Interview

Schweizer Fintechs müssen sich überhaupt nicht verstecken

ideas: Herr König, das Wort »Fintech« taucht mittlerweile fast inflationär in den Medien auf. Wie sieht Ihre Definition für diesen Begriff aus?
Christian König: Einfach ausgedrückt handelt es sich dabei um die Digitalisierung der Finanz- und Versicherungsbranche. Lange Zeit war es in diesem Sektor völlig normal, potenzielle oder bestehende Kunden telefonisch oder über den persönlichen Kontakt anzusprechen. Heute entsteht die Verbindung immer häufiger über digitale Kanäle – egal ob soziale Medien, Internetplattformen oder mobile Apps. Neben dem technologischen Wandel verbirgt sich hinter dem Begriff Fintech allerdings auch eine grundlegende Veränderung in der Denkweise.

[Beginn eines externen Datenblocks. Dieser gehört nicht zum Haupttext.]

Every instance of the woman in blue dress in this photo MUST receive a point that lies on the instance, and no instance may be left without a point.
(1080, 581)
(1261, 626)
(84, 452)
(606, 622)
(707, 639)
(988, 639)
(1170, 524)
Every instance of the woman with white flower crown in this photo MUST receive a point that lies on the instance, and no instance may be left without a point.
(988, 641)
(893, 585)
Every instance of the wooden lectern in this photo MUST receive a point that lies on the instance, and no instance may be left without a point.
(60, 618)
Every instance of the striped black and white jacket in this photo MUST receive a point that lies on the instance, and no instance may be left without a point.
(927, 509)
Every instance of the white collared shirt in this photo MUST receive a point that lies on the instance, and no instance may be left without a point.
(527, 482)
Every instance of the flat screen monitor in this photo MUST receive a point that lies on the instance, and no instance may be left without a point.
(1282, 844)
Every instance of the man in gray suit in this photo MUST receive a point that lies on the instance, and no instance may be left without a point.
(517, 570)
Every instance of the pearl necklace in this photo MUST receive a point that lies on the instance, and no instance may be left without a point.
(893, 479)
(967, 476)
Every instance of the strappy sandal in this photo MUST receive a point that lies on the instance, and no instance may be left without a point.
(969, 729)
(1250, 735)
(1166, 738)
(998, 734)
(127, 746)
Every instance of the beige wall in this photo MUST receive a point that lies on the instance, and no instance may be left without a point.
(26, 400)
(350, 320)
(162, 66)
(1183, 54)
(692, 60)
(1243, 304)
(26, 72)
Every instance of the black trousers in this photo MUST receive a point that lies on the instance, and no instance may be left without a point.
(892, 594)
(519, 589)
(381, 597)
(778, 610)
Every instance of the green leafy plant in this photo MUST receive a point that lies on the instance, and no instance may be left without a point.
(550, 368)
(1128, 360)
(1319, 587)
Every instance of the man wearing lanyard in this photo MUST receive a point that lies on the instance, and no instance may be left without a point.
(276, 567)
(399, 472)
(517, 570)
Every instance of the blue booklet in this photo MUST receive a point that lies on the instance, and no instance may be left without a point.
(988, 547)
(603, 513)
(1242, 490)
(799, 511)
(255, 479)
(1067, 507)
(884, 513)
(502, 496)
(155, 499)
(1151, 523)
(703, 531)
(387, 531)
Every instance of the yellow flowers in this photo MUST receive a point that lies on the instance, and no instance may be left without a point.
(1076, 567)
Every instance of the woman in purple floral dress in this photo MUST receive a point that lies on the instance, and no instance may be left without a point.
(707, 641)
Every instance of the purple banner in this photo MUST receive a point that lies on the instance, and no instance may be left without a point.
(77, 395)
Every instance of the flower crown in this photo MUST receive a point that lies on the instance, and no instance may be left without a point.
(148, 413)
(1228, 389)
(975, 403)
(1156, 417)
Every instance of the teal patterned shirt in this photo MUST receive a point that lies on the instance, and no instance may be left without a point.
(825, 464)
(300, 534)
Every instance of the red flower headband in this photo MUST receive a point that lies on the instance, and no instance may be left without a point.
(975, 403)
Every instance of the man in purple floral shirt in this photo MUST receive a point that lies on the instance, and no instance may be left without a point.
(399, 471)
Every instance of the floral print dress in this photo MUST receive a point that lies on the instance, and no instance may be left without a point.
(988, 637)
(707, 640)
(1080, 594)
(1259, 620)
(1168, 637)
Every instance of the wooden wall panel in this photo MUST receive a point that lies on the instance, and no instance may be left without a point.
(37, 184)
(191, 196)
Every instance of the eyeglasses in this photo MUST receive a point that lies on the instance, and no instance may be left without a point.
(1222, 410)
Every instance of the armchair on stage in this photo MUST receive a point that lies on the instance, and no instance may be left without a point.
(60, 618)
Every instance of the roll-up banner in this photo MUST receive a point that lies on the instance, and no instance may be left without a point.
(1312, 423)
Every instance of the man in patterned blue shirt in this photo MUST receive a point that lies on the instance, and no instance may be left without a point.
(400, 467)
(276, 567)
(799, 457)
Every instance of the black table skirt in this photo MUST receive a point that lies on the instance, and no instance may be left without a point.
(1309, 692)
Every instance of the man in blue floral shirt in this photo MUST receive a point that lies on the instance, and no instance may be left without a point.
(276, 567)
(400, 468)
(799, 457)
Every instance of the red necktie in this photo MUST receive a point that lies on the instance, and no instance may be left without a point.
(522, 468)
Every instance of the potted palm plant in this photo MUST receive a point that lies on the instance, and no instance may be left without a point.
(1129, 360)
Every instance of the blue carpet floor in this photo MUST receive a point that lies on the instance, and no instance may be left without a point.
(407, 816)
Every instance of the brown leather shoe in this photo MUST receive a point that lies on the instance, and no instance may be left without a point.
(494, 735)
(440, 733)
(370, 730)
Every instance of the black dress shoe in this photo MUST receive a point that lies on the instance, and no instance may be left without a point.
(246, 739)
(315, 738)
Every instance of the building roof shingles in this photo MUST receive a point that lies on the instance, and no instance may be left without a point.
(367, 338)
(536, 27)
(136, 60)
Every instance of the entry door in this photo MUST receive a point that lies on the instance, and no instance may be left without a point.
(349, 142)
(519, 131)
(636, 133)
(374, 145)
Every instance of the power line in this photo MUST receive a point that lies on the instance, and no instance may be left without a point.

Es geht darum, Finanzdienstleistungen einfacher und vor allem auch günstiger anzubieten. Ganz zu schweigen vom Thema der Transparenz: Die Vielfalt an innovativen Lösungen und der damit einhergehende Wettbewerbsdruck zwingt Banken und Versicherungen mehr oder minder dazu, sowohl die mit einem Angebot einhergehenden Prozesse als auch deren Kosten verstärkt offenzulegen.

In diesem Zusammenhang ist häufig auch von den disruptiven Kräften der Fintechwelle die Rede. Wird die Digitalisierung den Sektor auf den Kopf stellen?
Hier muss man eindeutig unterscheiden: Auf der einen Seite gibt es viele innovative Start-ups. Sie bringen zwar grossartige Geschäftsideen mit, allerdings mangelt es ihnen häufig an Kapital und Kunden. Insofern tun sich solche Unternehmen sehr schwer damit, eine wirklich disruptive Entwicklung auszulösen. Dagegen können grosse Konzerne durchaus für nachhaltige Veränderungen sorgen, sobald sie den Finanzsektor für sich entdecken. Denken Sie beispielsweise an Technologiegiganten wie Alibaba, Facebook, Google oder Apple. Sie verfügen über riesige Kundennetzwerke und enorme finanzielle Möglichkeiten. Unter anderem im Segment Mobile Payment stellen diese Unternehmen eine echte Konkurrenz – um nicht zu sagen Bedrohung – für die etablierten Dienstleister dar. Allein Alipay, das Online- und Mobil-Zahlungssystem des chinesischen E-Commerce-Konzerns Alibaba, zählt nach eigenen Angaben 520 Millionen Nutzer. 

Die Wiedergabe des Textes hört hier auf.